The exit polls during election of Los Angeles Mayor Tom Bradley in 1982 indicated a response bias. These opinion polls were biased by the respondent’s unwillingness to express their racist tendencies, so they chose to respond to the opinion pollsters in a way that did not evoke or expose their internal racist beliefs. In this case, the large voting block voted for the white candidate but stated to the exit pollsters that they voted for the black candidate.

Another form of response bias occurs when the participants in the survey are provided a set of questions worded in a certain way. If the same survey is worded differently, a different outcome is predicted. Also, certain wordings evoke an emotional response, tilting majority of the respondents to a Yes or No, and certain wordings overstate or understate an impact.

A response bias during sampling for e-discovery can manifest itself if sampling is used for large scale data culling.
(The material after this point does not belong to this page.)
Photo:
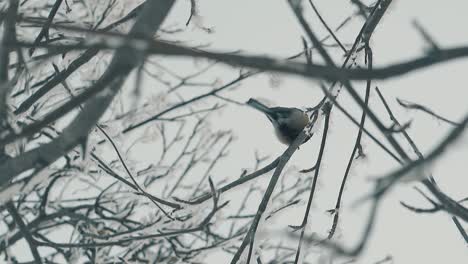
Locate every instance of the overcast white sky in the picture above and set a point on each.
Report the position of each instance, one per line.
(268, 27)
To guard against this, the sample selection process should avoid examining the contents of the documents. Any review of documents should be postponed to a post-sampling stage. A different type of response bias occurs during review, where the instructions and questions given to the reviewers and their wording can impact categorization of the reviewed documents.

A2.2.5 Sampling Time Relevance

In several cases, the selection of sample closest to the actual event is very significant. In the Democratic Primary Election of 2008, the sampling used for poll prediction was based on samples that were at least three days old, and did not include a significant number of late-deciders. Another exit polling sampling pitfall is using the earliest exit poll samples in order to be first to predict an outcome. This causes only the early voters to be counted, and the late voters are not counted to the same proportion. Also, using exit polling counts working public and absentee balloters disproportionately.

In the context of application of Sampling for e-discovery, there could be significant time periods when there was ESI and if these time periods are not properly selected, the final predictions may be completely inaccurate. As an example, if there was a significant corporate malfeasance during a certain date range, a stratified sample that treats that date range as more relevant should be considered.

A2.2.6 Sampling Continuous Stream

If the entire ESI collection is not available, one is forced to sample a stream of documents. A fundamental assumption is that the nature of the document collection does not change mid-stream. If this is not the case, samples taken at various points in time will reflect localized variations and will not reflect the true collection. Where possible, sampling should isolate collections into various strata and apply sampling within each strata independently.